移住希望者、尾鷲の暮らし体験 魚店見学や魚のさばき方教わる 三重

【包丁などを使って魚のうろこを取る参加者ら=尾鷲市朝日町の土井見世邸で】

【尾鷲】三重、和歌山、奈良の3県でつくる紀伊半島移住プロモーション事業実行委員会が主催する「紀伊半島はたらく・くらすプロジェクト」が11日から20日まで三重県尾鷲市内で開かれ、東京や大阪、石川などから訪れた18人が参加している。17日は希望者が市内の魚店を見学したり尾鷲港で水揚げされた魚をさばいたりした。

紀伊半島への移住定住や関係人口の創出を促進することを目的とした紀伊半島移住プロモーション事業の一環。事業は平成27年度から始まり今年で5年目。

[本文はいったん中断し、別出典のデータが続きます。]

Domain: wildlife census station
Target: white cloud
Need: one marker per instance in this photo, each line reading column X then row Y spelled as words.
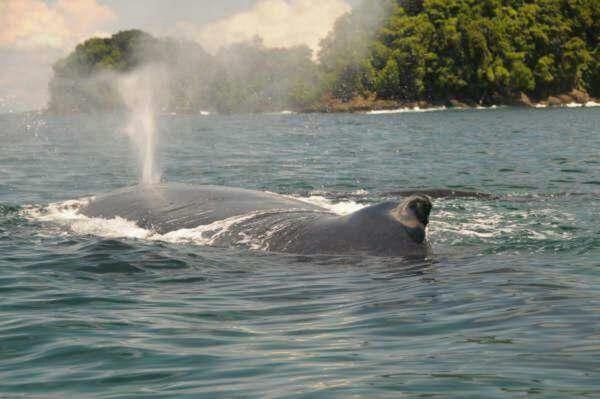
column 31, row 24
column 280, row 23
column 33, row 35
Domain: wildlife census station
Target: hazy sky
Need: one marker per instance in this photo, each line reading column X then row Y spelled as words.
column 34, row 33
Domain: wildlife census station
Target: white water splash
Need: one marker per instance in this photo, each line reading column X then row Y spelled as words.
column 67, row 215
column 141, row 91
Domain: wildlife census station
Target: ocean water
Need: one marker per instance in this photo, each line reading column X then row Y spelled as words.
column 507, row 307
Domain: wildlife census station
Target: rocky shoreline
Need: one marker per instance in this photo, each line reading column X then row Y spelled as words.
column 573, row 99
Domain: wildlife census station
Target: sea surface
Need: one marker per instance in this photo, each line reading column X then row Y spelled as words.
column 507, row 307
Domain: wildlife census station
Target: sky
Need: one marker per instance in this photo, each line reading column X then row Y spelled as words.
column 35, row 33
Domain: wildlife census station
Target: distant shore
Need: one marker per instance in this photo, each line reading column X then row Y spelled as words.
column 573, row 99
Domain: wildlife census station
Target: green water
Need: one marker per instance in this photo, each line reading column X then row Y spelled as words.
column 508, row 307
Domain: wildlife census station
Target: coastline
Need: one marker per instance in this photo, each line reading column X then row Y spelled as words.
column 373, row 106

プロジェクトは、移住希望者と地域や行政をつなぐサービスを手掛ける「カヤックLiving」(神奈川県鎌倉市)に委託している。参加者は期間中、2泊3日以上尾鷲市内に滞在し、地域住民らと交流したりイベントに参加したりしている。

この日は同市坂場町の岩崎魚店でイサキやブダイなどを購入した後、同市朝日町の国登録有形文化財の邸宅「土井見世邸」に移動。参加者らは地域おこし協力隊員の郷橋正成さん(35)から魚のうろこの取り方などを教えてもらいながら、包丁などを使ってうろこを取り、魚をさばいた。

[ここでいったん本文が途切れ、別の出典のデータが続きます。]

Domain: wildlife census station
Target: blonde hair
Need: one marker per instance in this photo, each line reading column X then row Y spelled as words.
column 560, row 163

このプロジェクトはフリーライターやフリーのウェブ制作者などが半数以上参加している。土井見世邸は、コワーキングスペースとして仕事ができるように整備を進めており、今後も移住者らが活動する場所として期待される。

東京都目黒区から訪れたIT関連会社員の榎本彩花さん(25)は「将来は自然があるところで暮らしたいと思っている。尾鷲市は山、川、海があり暮らしやすそう」と話した。